A Kiwi sports presenter who previously spoke out about being targeted with explicit deepfake content by internet trolls has taken to social media to say the online abuse has worsened.
Tiffany Salmond, a New Zealand broadcaster, reported from the sidelines of NRL matches for Radio New Zealand and Australia’s Fox Sports.
Salmond hit the headlines in May this year when she complained about being the target of explicit deepfake content, made using artificial intelligence.
Following that, she says she was accused online of fabricating the issue for her own publicity.
“Over the past few months, I’ve seen a continued narrative online accusing me of faking the story for attention. Claiming the deepfakes were never real, and that I made the whole thing up.
“I stopped talking about this months ago because I’d already said what I needed to. But that doesn’t mean it stopped,” said Salmond.
Posting to social media, Salmond shared some of the explicit AI images that had been created, alongside her original photos.

The original photo published by Tiffany Salmond on her social media channels. Photo / Instagram

A deepfake image created from Tiffany Salmond's original photo. This image was shared by Salmond on her Instagram account to educate people on how harmful deepfakes can be.
“After seeing people suggest I made this whole thing up - while literally watching new deepfakes of me still being created, I realised something.
“Most people don’t actually understand what a deepfake is, or how common they’ve become. Especially when it comes to explicit ones made of real people,” said Salmond.
“So, it left me thinking, how can we educate boys, protect girls, and prepare parents, if no one actually knows that they’re up against?”
“You can’t solve a problem you don’t even see. So, I’m going to share a few censored versions of the deepfakes that were created using my photos.”
In an earlier social media post, Salmond suggested a motive for the deepfakes.
“You don’t make deepfakes of women you overlook. You make them of women you can’t control”.
Shaun Johnson of the Warriors is interviewed by Tiffany Salmond from Fox Sports in 2023. Photo / Andrew Cornaga - Photosport
Speaking to the Herald in May, Salmond said “these videos are created because the woman is seen as someone who owns her body, exudes confidence, and doesn’t shrink herself”.
Among the deepfake content that has surfaced since she spoke out earlier this year was a doctored version of a photo that she’d posted with a newspaper article about her condemning deepfakes.
“The moment I truly knew I was right, that this was always about power, was when they deepfaked that photo.
“It was retaliation. There was nothing sexual about that photo. But it was symbolic, and the only power move they had left,” said Salmond.

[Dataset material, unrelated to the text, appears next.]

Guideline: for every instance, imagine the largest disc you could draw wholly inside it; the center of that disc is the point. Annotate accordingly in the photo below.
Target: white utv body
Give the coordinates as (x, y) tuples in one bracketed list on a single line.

An original photo that Salmond says was used to create an explicit deepfake image. Photo / Instagram
While it’s unclear where the deepfake imagery originated from, New Zealand could soon be in a position to prosecute deepfake creators.
Act MP Laura McClure’s Bill to criminalise sexually explicit “deepfake” images will be read in parliament.
If passed, the Deepfake Digital Harm and Exploitation Bill will amend existing laws to expand the definition of an “intimate visual recording”.
It will widen what a “recording” is to include images or videos that are created, synthesised or altered to depict a person’s likeness in intimate contexts without their consent.